Ladite intervention n’aura pas lieu. Parce qu’au sein de la CEDEAO, certains gouvernements s’y opposent, dans d’autres c’est l’opinion publique qui la voit d’un très mauvais œil. Même au Nigeria qui était en pointe. Même au Sénégal, le chouchou de la France, où la tension politique intérieure est extrême à l’approche des élections: l’accès à internet sur les portables y a été coupé, l’irritation populaire est grande.

Nombre d’experts disent le risque qu’aurait une telle opération militaire d’enflammer une Afrique saisie de colère anti coloniale, le risque aussi que les groupes islamistes qui rongent ces pays tirent profit du chaos annoncé.

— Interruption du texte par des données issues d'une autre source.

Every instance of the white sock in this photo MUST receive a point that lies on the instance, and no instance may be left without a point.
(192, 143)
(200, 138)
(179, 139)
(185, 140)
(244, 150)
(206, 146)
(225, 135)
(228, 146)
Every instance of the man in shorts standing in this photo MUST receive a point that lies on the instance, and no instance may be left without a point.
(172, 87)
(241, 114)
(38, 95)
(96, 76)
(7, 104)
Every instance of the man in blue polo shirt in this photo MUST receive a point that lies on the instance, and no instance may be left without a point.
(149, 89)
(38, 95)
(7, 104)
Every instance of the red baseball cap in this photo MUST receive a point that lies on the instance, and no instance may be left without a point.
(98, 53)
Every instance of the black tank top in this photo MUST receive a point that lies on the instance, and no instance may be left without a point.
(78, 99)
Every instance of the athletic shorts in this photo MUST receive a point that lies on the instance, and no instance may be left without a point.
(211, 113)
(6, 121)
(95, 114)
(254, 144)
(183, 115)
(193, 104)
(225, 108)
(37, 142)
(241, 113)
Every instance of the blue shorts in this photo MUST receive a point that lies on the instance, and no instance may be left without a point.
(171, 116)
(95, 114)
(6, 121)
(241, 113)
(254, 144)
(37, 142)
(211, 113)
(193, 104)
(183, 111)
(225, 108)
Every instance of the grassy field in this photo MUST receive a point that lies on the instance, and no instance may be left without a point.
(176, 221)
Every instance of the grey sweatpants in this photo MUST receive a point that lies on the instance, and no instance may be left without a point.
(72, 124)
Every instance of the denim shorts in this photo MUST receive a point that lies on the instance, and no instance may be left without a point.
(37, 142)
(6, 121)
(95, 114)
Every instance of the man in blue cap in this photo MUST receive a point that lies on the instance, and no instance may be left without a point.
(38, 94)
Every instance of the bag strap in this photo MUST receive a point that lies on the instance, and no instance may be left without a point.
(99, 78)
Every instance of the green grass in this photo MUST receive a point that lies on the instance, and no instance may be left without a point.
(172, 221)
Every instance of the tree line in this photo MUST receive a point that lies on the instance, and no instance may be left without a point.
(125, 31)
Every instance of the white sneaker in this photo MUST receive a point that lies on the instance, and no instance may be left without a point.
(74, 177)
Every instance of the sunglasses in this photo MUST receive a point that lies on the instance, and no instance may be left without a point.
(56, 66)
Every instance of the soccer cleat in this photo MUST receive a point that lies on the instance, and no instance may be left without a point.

Il y a un autre aspect de la donne qui est bien peu ou pas évoqué dans le vacarme des médias. C’est le rôle des Etats-Unis. Qui ont encore plus de mille soldats au Niger, reclus sur leurs bases. Dont ils ne sortaient guère avant le putsch, peu enclins à crapahuter dans le désert contre les rebelles, préférant gérer des systèmes électroniques d’observation qui, soit dit en passant, n’ont pas suffi à prévenir les services de renseignements des intentions de l’armée locale. Il faut lire Foreign Policy pour prendre la mesure de l’embarras américain. On y apprend que l’un des chefs du coup d’Etat, le général de brigade Moussa Salaou Barmou, a été formé outre-Atlantique dans le cadre d’un vaste programme du Département de la Défense US. Comme des dizaines d’officiers africains. Dont sept au moins se sont retrouvés au sein de juntes militaires putschistes. L’éditorialiste du magazine, Matthew Koenig, directeur aussi de l’«Atlantic Council’s Scowcroft Center for Strategy and Security» se désole et constate l’échec de cette politique d’influence. Mais pourquoi diable celle des Russes paraît-elle avoir plus de succès? Le revers a de quoi secouer Washington. Sa représentante envoyée en hâte à Niamey, Victoria Nuland, a reçu un accueil glacial. Celle-là même qui tire depuis longtemps tant de ficelles à Kiev subit un camouflet en Afrique. Mais les manœuvres continuent dans l’ombre.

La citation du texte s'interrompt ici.